Ming China prospered, however, despite inept political leadership. The population increased from about 60 million at the beginning to possibly 200 million by 1600. In addition to great metropolitan centers such as Suzhou (Soochow) and Hangzhou (Hangchow), many intermediate-sized market towns emerged.
Society was egalitarian and the flourishing printing industry facilitated the spread of education so that the sons of millions of families could realistically aspire to obtain an education, pass the state exam, and join the elite.
Popular culture represented by the theater and opera flourished in the cities. In addition, a new genre of literature developed during the Ming. It was the novel, written in the vernacular and depicting men and women of all social classes.
The government’s principal source of income was the land tax, assessed on land owned by farming families and not on the number of males in a household.
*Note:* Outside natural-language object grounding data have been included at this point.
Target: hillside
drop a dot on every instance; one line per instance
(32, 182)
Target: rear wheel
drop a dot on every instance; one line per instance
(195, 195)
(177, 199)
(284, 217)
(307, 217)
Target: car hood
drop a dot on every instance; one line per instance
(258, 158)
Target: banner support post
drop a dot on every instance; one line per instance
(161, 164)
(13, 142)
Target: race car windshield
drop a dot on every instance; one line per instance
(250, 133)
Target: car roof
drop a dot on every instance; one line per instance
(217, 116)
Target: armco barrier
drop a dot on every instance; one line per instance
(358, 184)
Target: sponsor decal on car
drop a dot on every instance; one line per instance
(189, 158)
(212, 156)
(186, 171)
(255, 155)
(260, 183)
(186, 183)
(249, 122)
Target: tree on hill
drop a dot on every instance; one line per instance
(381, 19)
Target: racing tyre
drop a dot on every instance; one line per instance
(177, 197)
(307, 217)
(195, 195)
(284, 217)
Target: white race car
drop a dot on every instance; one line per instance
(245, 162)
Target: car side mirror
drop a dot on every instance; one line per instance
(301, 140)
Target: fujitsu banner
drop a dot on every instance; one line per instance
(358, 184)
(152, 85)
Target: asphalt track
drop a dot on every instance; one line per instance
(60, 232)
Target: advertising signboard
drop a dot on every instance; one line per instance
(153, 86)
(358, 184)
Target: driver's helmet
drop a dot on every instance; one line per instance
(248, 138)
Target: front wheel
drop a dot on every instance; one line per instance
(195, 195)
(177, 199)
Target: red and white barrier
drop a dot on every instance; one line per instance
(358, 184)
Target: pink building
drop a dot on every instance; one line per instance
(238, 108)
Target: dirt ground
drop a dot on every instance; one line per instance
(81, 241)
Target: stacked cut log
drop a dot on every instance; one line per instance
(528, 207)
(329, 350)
This system of taxation gave farmers greater freedom to choose employment and allowed the development of industries. Silk and cotton manufacturing prospered, as did the porcelain industry, which led the world.
While China had traded with South and Southeast Asia and beyond for over a millennium, the Portuguese entered the trading scene in 1516, opening direct seaborne Sino-European commercial relations.
Portuguese merchants were followed by men from the Netherlands, England, France, and other European nations. Westerners brought European products, but more significantly New World crops such as maize, sweet potatoes, and tobacco, with enormous impact on Chinese agriculture and diet.
More immediately European demand for Chinese silks, porcelain, and tea brought an influx of silver to China. In 1581, the first Jesuit missionary landed in China. Jesuits would be important during the late Ming and early Qing (Ch’ing) as cultural ambassadors between China and Europe.
They introduced Western sciences, mathematics, astronomy, cartography, and firearms to China and the ideals of Chinese philosophy to Europe, laying the foundations of Sinology, or study of Chinese civilization in Europe.
The 16th century was an era of great changes in Europe and China, where modern societies were beginning to develop. Despite inept Ming emperors the educational system and civil service continued to provide for a prosperous and advancing civil society.
However by the beginning of the 17th century, many signs pointed to the fact that the country was exhausted. An ineffective government could not simultaneously deal with internal rebellions and border incursions by nomads.
The last Ming emperor hanged himself as rebels swarmed into the capital; a beleaguered frontier general then invited the Manchus, a minority ethnic group living on the northeastern borders of the Ming empire, to help him put down the rebels. Astute Manchu leaders seized this opportunity to ascend the throne and founded a new dynasty.